# MSD - tutorial_3

In [1]:
import sys
ver_info = sys.version
print("This jupyter notebook was executed with:\n{0}".format(ver_info));


This jupyter notebook was executed with:
2.7.14 |Anaconda, Inc.| (default, Nov  8 2017, 13:40:45) [MSC v.1500 64 bit (AMD64)]

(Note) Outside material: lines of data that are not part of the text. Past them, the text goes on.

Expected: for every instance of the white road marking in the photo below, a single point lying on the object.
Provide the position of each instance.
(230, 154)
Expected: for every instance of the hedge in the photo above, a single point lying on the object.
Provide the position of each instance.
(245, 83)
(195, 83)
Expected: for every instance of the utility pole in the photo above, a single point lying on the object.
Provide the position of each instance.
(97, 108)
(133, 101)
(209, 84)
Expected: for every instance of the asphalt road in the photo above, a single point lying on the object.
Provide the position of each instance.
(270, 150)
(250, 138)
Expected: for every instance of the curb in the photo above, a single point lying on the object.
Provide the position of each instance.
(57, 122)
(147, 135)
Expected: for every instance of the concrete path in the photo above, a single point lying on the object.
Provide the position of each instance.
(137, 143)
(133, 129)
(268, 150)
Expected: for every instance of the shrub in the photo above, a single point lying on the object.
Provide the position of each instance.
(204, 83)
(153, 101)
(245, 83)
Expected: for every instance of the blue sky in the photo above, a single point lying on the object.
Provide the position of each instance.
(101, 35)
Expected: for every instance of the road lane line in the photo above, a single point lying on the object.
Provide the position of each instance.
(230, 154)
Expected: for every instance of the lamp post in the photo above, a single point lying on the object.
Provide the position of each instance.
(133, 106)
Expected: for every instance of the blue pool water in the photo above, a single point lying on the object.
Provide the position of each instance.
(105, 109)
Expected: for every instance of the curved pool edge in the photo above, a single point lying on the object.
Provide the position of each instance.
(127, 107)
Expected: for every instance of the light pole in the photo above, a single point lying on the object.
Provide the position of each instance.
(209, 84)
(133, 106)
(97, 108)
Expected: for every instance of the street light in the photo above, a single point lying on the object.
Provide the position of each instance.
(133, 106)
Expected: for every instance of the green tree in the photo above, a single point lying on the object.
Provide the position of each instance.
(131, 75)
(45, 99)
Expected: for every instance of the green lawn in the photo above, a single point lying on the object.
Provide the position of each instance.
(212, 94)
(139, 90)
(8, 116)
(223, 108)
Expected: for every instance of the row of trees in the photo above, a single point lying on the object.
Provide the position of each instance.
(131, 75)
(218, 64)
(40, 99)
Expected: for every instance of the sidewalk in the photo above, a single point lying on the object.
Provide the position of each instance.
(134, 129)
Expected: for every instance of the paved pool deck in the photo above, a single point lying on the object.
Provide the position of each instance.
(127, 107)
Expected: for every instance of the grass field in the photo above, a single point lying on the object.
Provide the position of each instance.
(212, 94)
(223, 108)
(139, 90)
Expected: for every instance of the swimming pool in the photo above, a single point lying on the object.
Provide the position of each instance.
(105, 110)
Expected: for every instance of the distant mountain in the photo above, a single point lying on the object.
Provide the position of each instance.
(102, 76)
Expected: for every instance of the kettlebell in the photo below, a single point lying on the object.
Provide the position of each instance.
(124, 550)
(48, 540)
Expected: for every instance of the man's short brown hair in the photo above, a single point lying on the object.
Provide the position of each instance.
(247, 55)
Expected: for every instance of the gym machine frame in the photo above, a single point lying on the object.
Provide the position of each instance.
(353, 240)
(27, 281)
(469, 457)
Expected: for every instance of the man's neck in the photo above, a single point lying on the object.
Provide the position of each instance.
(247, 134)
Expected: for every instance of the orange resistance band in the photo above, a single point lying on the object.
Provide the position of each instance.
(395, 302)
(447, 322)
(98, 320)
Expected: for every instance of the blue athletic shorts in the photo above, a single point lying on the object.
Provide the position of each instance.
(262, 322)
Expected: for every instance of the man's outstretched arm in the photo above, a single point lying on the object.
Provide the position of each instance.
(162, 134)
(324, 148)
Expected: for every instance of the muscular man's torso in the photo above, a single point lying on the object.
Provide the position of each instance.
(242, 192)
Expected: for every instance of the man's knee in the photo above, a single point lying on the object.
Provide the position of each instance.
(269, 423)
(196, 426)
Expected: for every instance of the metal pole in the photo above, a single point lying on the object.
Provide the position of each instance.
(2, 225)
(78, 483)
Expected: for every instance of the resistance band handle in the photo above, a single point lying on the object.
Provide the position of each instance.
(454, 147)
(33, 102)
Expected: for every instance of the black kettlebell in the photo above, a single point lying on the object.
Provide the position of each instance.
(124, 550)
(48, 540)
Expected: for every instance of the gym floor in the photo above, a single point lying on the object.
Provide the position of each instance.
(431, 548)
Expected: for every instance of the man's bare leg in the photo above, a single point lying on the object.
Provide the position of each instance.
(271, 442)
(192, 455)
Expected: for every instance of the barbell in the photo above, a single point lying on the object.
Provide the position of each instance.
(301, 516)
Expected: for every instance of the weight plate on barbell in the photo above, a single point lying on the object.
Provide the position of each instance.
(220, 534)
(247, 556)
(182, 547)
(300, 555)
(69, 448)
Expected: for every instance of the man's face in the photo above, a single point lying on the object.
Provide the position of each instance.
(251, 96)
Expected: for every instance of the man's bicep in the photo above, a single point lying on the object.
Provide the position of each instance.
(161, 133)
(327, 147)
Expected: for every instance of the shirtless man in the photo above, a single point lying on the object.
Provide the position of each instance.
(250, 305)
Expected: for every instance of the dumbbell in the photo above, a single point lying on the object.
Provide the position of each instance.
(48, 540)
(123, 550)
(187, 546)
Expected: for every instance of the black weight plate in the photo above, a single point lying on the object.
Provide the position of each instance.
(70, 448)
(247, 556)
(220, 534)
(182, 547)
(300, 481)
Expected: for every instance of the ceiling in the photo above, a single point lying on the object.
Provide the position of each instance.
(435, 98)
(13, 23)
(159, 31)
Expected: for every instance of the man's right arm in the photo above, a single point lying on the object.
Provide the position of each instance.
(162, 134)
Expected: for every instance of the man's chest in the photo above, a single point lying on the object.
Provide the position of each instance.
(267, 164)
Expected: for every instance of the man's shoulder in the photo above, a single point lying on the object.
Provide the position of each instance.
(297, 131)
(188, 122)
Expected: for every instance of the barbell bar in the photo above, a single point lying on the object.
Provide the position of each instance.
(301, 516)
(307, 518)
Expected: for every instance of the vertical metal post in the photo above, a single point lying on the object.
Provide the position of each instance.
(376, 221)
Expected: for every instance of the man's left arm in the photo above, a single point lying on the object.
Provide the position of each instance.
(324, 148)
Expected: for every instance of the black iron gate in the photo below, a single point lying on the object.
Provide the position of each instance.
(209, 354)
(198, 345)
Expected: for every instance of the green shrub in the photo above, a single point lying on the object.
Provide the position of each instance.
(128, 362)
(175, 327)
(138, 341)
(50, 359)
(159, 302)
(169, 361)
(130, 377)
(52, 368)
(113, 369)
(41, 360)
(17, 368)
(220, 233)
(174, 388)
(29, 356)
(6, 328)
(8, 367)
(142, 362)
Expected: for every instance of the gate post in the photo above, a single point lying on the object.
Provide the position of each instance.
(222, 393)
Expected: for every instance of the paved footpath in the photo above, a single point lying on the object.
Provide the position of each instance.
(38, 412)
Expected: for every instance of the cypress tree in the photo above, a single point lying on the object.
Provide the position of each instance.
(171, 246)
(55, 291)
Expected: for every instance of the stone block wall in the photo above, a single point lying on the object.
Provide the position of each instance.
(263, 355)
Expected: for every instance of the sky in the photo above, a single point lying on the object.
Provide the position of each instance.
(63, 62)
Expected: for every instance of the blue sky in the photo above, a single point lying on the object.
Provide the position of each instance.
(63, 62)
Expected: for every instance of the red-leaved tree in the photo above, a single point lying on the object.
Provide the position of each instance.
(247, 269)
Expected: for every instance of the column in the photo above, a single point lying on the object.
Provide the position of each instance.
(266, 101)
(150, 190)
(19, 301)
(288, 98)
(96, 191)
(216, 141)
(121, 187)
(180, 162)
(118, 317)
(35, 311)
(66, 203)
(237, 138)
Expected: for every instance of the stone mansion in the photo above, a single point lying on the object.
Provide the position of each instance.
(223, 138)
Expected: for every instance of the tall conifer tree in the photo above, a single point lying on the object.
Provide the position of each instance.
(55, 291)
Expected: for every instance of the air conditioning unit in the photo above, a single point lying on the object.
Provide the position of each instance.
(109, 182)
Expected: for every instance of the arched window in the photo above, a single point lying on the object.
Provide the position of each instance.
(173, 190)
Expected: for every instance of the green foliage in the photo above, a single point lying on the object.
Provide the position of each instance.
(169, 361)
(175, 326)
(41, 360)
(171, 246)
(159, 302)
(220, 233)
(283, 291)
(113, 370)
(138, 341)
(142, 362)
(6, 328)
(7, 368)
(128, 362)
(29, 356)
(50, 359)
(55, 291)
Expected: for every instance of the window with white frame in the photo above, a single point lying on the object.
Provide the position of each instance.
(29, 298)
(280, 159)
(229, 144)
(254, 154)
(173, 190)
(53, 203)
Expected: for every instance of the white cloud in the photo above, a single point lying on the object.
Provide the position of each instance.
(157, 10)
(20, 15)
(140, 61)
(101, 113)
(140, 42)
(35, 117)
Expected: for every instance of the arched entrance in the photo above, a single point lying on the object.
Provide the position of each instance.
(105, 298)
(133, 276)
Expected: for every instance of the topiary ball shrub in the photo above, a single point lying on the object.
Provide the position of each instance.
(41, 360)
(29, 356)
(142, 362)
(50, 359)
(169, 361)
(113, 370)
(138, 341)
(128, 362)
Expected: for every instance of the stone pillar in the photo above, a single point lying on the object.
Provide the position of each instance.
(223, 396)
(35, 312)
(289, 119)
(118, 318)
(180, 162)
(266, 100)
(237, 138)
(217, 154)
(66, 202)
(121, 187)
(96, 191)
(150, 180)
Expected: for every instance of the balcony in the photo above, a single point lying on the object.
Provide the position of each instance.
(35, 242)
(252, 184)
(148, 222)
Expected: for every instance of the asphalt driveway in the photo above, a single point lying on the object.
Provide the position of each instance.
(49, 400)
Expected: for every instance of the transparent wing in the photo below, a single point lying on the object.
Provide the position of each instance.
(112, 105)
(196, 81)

## Imports and path to dataset

In [2]:
# usual imports 
import os
import sys
import time
import glob
import datetime
import sqlite3
import numpy as np

In [4]:
# path to the Million Song Dataset subset (uncompressed)
# CHANGE IT TO YOUR LOCAL CONFIGURATION
msd_subset_path='../MillionSongSubset'  # mine is in the same directory as the pynb file (rshn) 
msd_subset_data_path=os.path.join(msd_subset_path,'data')
msd_subset_addf_path=os.path.join(msd_subset_path,'AdditionalFiles')
print(msd_subset_path)
assert os.path.isdir(msd_subset_path),'wrong path' # sanity check



# path to the Million Song Dataset code
# CHANGE IT TO YOUR LOCAL CONFIGURATION
msd_code_path='../MSongsDB'
print(msd_code_path)
assert os.path.isdir(msd_code_path),'wrong path' # sanity check
# we add some paths to python so we can import MSD code
# Ubuntu: you can change the environment variable PYTHONPATH
# in your .bashrc file so you do not have to type these lines
sys.path.append( os.path.join(msd_code_path,'PythonSrc') )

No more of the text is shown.